GMeta
A Generic Formal Metatheory Framework
for First-Order Representations
GMeta is a generic framework for first-order representations of variable binding that provides once and for all many of the so-called infrastructure lemmas and definitions required in mechanization of formal metatheory. The framework employs datatype-generic programming and modular programming techniques to provide a universe representing a family of datatypes. This universe is generic in two different ways:
- Language-generic: The universe is language-generic in the sense that several object languages can be represented in the universe;
- Representation-generic: The universe is representation-generic in the sense that the particular choice of first-order representations (for example, locally nameless or de Bruijn representations) is parameterizable. This form of generic programming is based on modular programming in the style of ML-modules.
Using this universe, several libraries providing generic infrastructure lemmas and definitions are implemented. These libraries are then used in case studies based on the POPLmark challenge, showing that dealing with challenging binding constructs, like the ones found in System System F with subtyping (F<:), is possible with GMeta. All of GMeta's generic infrastructure is implemented in Coq, ensuring the soundness of the generic infrastructure. Furthermore, due to GMeta's modular design, the libraries can be easily used, extended and customized by end users.
GMeta Library
The figure below shows an overview of the modular structure of GMeta. The structure is hierarchical, with the more general modules at the top and the more specific modules at the bottom:
- DGP Layer: The core DGP infrastructure is defined at the top-most layer. The main component is a universe that acts as a generic language that the lower-level modules use to define the infrastructure lemmas and definitions.
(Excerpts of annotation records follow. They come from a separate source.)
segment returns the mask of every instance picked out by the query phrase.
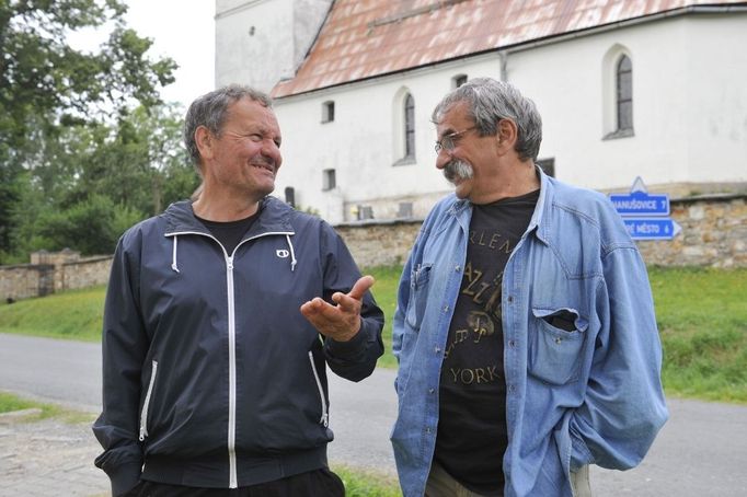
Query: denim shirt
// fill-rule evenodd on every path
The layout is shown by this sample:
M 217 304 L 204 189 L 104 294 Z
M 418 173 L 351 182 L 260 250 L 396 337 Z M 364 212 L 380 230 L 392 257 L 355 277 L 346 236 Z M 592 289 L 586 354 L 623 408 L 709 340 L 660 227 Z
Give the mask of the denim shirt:
M 646 268 L 601 194 L 541 171 L 540 197 L 502 285 L 506 496 L 572 496 L 570 472 L 625 470 L 668 417 Z M 421 228 L 399 287 L 391 434 L 405 497 L 422 496 L 438 426 L 444 350 L 472 208 L 450 195 Z M 564 312 L 573 330 L 551 324 Z M 568 327 L 568 326 L 566 326 Z

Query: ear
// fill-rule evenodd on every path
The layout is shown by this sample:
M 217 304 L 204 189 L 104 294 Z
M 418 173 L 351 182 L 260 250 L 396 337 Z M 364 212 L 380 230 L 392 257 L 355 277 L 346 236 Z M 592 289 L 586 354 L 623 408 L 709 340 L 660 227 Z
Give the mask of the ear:
M 498 122 L 498 148 L 502 151 L 514 150 L 518 136 L 518 128 L 512 119 L 504 118 Z
M 200 158 L 212 159 L 215 137 L 205 126 L 197 126 L 197 129 L 195 129 L 195 145 L 197 150 L 199 150 Z

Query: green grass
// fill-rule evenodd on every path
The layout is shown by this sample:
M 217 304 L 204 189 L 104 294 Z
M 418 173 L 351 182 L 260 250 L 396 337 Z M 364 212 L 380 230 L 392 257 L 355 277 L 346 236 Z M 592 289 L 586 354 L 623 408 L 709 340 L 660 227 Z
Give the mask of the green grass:
M 0 307 L 0 332 L 99 342 L 104 287 L 55 293 Z
M 61 418 L 66 423 L 91 423 L 93 420 L 90 414 L 77 413 L 56 405 L 28 401 L 0 391 L 0 414 L 32 408 L 41 409 L 41 413 L 28 414 L 19 419 L 20 423 L 34 423 L 49 417 Z M 332 471 L 343 479 L 345 495 L 348 497 L 402 496 L 395 477 L 345 465 L 333 465 Z
M 395 368 L 391 322 L 399 266 L 368 268 L 373 296 L 386 316 L 384 356 Z M 664 347 L 668 395 L 747 403 L 747 268 L 650 269 Z M 104 289 L 58 293 L 0 305 L 0 333 L 95 342 L 101 337 Z
M 384 368 L 397 368 L 397 359 L 392 356 L 392 320 L 397 309 L 397 287 L 402 274 L 401 266 L 382 266 L 364 269 L 364 274 L 376 278 L 371 288 L 376 303 L 383 311 L 384 325 L 381 337 L 383 338 L 384 355 L 378 365 Z
M 651 268 L 668 394 L 747 403 L 747 268 Z
M 23 421 L 36 421 L 50 417 L 60 418 L 66 423 L 91 423 L 93 420 L 92 414 L 66 409 L 65 407 L 54 404 L 30 401 L 10 392 L 0 391 L 0 414 L 24 409 L 39 409 L 41 412 L 23 417 Z
M 402 497 L 395 477 L 335 464 L 331 469 L 343 479 L 347 497 Z

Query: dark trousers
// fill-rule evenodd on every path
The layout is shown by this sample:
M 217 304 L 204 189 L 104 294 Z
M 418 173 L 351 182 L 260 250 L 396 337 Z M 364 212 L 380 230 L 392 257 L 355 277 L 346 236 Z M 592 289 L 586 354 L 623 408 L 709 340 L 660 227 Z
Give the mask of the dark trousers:
M 126 497 L 344 497 L 340 476 L 327 467 L 240 488 L 197 488 L 141 481 Z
- Representation Layer: This layer is where the generic infrastructure lemmas and definitions for particular first-order representations are defined. GMeta currently supports locally nameless and de Bruijn representations, and we are planning to support more representations in the future.
- Isomorphism Layer: This layer provides simple module signatures for isomorphisms that serve as interfaces between the object language and its representation in the generic language. The adequacy of the object language representation follows from the isomorphism laws.
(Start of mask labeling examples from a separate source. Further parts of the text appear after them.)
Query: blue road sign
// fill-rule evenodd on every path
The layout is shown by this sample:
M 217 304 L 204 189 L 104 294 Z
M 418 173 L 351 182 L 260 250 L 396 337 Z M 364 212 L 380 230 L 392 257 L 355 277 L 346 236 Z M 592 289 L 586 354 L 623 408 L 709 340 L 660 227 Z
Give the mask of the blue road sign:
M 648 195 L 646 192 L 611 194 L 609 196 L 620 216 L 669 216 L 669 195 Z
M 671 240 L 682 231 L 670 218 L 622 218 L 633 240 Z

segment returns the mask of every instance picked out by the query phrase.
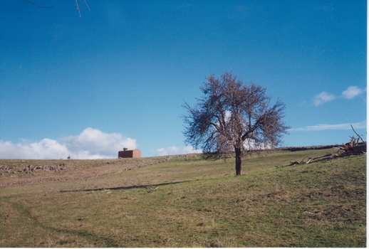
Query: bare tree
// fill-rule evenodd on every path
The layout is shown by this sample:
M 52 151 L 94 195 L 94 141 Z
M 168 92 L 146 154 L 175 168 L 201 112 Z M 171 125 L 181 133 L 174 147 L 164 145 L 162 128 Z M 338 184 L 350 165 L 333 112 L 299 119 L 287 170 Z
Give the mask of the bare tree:
M 253 149 L 274 148 L 281 142 L 289 127 L 281 121 L 285 105 L 279 100 L 271 105 L 266 89 L 244 84 L 232 72 L 220 78 L 206 78 L 200 87 L 202 99 L 191 107 L 185 102 L 188 115 L 184 135 L 186 143 L 212 156 L 235 154 L 236 175 L 242 174 L 241 159 Z

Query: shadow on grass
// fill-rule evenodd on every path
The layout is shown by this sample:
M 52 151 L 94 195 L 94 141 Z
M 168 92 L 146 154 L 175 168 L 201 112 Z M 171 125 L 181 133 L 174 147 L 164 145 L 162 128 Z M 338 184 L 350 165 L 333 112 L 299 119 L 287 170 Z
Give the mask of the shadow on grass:
M 198 181 L 198 180 L 194 180 Z M 115 188 L 100 188 L 100 189 L 78 189 L 78 190 L 61 190 L 61 193 L 66 192 L 88 192 L 88 191 L 101 191 L 106 190 L 122 190 L 122 189 L 149 189 L 150 187 L 158 187 L 160 186 L 165 186 L 170 184 L 182 184 L 185 182 L 192 182 L 194 181 L 176 181 L 176 182 L 168 182 L 165 184 L 147 184 L 147 185 L 133 185 L 128 186 L 121 186 L 121 187 L 115 187 Z

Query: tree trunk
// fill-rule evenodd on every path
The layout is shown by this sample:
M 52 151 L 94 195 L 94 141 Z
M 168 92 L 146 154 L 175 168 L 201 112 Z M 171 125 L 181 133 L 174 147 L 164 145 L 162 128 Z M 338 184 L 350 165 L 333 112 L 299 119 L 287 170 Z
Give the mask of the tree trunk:
M 240 148 L 234 148 L 236 152 L 236 176 L 242 174 L 242 157 Z

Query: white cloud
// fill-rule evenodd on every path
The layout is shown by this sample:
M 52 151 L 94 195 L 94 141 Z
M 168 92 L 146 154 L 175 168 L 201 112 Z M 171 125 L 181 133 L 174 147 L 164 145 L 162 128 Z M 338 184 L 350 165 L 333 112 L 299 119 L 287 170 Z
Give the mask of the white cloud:
M 183 148 L 177 148 L 175 146 L 167 147 L 166 149 L 162 148 L 156 150 L 157 156 L 167 156 L 167 155 L 179 155 L 191 153 L 201 153 L 201 149 L 194 149 L 191 145 L 186 146 Z
M 331 101 L 336 98 L 336 95 L 327 92 L 321 92 L 313 99 L 315 106 L 324 104 L 326 102 Z
M 352 100 L 355 97 L 363 93 L 365 91 L 365 90 L 360 89 L 357 86 L 351 86 L 342 92 L 342 96 L 348 100 Z
M 342 95 L 339 96 L 339 97 L 344 97 L 348 100 L 352 100 L 355 97 L 363 93 L 365 91 L 366 91 L 366 88 L 361 89 L 355 85 L 350 86 L 342 92 Z M 337 97 L 333 93 L 321 92 L 313 98 L 313 102 L 315 106 L 318 106 L 324 104 L 325 102 L 333 100 L 336 98 L 337 98 Z
M 289 131 L 321 131 L 326 129 L 350 129 L 351 126 L 355 129 L 366 128 L 366 120 L 358 123 L 353 124 L 318 124 L 313 126 L 307 126 L 301 128 L 289 129 Z
M 29 143 L 26 139 L 19 144 L 0 140 L 0 158 L 58 159 L 71 156 L 76 159 L 116 158 L 118 152 L 127 147 L 137 148 L 136 140 L 120 133 L 103 133 L 87 128 L 78 136 L 63 137 L 58 141 L 45 138 Z

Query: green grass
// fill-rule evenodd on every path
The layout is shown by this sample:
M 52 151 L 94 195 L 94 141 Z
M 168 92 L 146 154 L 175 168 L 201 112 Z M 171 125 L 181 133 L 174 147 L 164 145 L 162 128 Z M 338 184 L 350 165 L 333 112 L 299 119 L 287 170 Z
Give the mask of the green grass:
M 331 152 L 254 155 L 240 176 L 234 159 L 190 156 L 87 181 L 9 186 L 0 195 L 1 245 L 365 247 L 365 155 L 274 166 Z M 71 176 L 111 166 L 85 161 Z

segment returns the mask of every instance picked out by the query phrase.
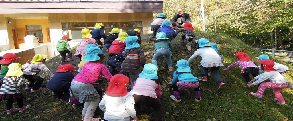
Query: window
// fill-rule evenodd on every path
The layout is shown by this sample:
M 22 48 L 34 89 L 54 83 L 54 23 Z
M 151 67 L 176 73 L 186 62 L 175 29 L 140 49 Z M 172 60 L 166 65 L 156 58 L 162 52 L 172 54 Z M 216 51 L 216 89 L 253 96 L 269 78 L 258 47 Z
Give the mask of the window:
M 67 35 L 72 39 L 81 39 L 81 30 L 85 28 L 93 30 L 97 23 L 101 23 L 105 26 L 104 31 L 106 34 L 108 34 L 112 29 L 115 27 L 122 29 L 123 32 L 136 29 L 142 32 L 142 22 L 141 21 L 66 23 L 62 23 L 63 34 Z
M 39 38 L 39 42 L 44 42 L 42 25 L 27 25 L 26 31 L 28 35 L 34 35 Z

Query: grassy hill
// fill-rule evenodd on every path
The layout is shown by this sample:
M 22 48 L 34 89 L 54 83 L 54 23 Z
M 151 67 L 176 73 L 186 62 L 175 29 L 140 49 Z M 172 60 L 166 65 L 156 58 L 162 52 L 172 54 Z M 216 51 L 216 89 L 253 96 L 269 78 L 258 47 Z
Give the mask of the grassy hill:
M 206 38 L 211 42 L 218 44 L 219 53 L 224 58 L 224 67 L 233 63 L 236 60 L 234 58 L 235 53 L 242 51 L 246 53 L 255 63 L 259 64 L 254 57 L 263 54 L 259 51 L 253 49 L 252 47 L 244 43 L 239 39 L 232 38 L 224 34 L 195 32 L 195 39 Z M 154 44 L 149 42 L 150 34 L 142 36 L 143 43 L 141 48 L 144 51 L 147 59 L 147 63 L 150 63 L 154 53 Z M 177 61 L 180 59 L 187 60 L 192 54 L 187 53 L 185 46 L 181 45 L 178 37 L 173 39 L 174 47 L 172 60 L 175 70 Z M 194 51 L 195 49 L 193 49 Z M 105 55 L 108 57 L 108 55 Z M 46 64 L 53 72 L 54 72 L 60 65 L 60 56 L 51 59 Z M 65 64 L 71 64 L 77 69 L 78 58 L 73 61 Z M 292 70 L 292 65 L 284 63 L 280 61 L 274 61 L 286 65 Z M 200 72 L 197 66 L 201 60 L 200 57 L 195 59 L 190 66 L 194 75 L 200 77 Z M 104 63 L 105 59 L 104 60 Z M 199 103 L 194 100 L 194 94 L 193 90 L 179 92 L 181 96 L 181 101 L 176 103 L 170 98 L 173 94 L 171 88 L 167 84 L 172 78 L 173 73 L 168 72 L 167 63 L 164 58 L 158 61 L 159 70 L 158 72 L 161 83 L 163 96 L 160 100 L 163 106 L 163 120 L 165 121 L 195 120 L 293 120 L 293 91 L 284 89 L 282 93 L 286 101 L 287 105 L 280 106 L 273 101 L 275 98 L 272 90 L 267 89 L 264 94 L 264 97 L 259 99 L 249 94 L 250 92 L 256 92 L 257 87 L 247 87 L 244 82 L 244 79 L 241 74 L 239 67 L 234 68 L 226 71 L 219 70 L 221 75 L 226 86 L 223 89 L 219 90 L 217 85 L 212 77 L 210 77 L 207 82 L 200 82 L 201 89 L 202 100 Z M 42 86 L 45 87 L 46 82 L 48 79 L 43 73 L 41 76 L 45 77 L 45 82 Z M 288 81 L 293 82 L 291 77 L 292 71 L 284 75 Z M 105 90 L 108 84 L 104 81 L 98 85 Z M 79 121 L 81 120 L 82 107 L 73 109 L 70 106 L 66 106 L 64 102 L 59 103 L 56 97 L 51 95 L 51 91 L 44 89 L 39 92 L 31 93 L 28 91 L 23 90 L 26 97 L 24 99 L 25 104 L 32 105 L 31 108 L 24 112 L 15 113 L 12 115 L 6 114 L 6 102 L 0 101 L 0 117 L 3 121 Z M 15 104 L 16 105 L 16 104 Z M 140 111 L 138 112 L 139 119 L 142 121 L 151 120 L 152 110 L 149 107 L 141 106 Z M 95 117 L 103 117 L 103 113 L 97 110 Z M 3 118 L 3 117 L 5 117 Z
- Templates Layer: This layer provides templates for the basic infrastructure lemmas and definitions required by particular meta-theoretical developments. Templates are ML-style functors parametrized by isomorphisms between the syntactic sorts of object language and their corresponding representations in the generic language.
- End User Layer: End users will use GMeta's libraries to develop metatheory for particular object languages: the simply typed lambda calculus (STLC) or the System F<: are used in our case studies.
Library Codes
DGP Layer | DGP_Core | Source | HTML |
---|---|---|---|
Representations Layer |
LNameless_Meta | Source | HTML |
LNameless_Meta_Env | Source | HTML | |
deBruijn_Meta | Source | HTML | |
deBruijn_Meta_Env | Source | HTML | |
Isomorphisms Layer |
LNameless_Isomorphism | Source | HTML |
deBruijn_Isomorphism | Source | HTML | |
Templates Layer |
LN_Template | Source | HTML |
LN_Template_One_Sort | Source | HTML | |
LN_Template_Two_Sort | Source | HTML | |
dB_Template | Source | HTML | |
dB_Template_Two_Sort | Source | HTML |
Isomorphism Generator
Download
Installation
There is a "build.sh" file in the directory. To build the generator
simple execute that file:
> ./build.sh
Now you should have a "genIsos" executable in your directory.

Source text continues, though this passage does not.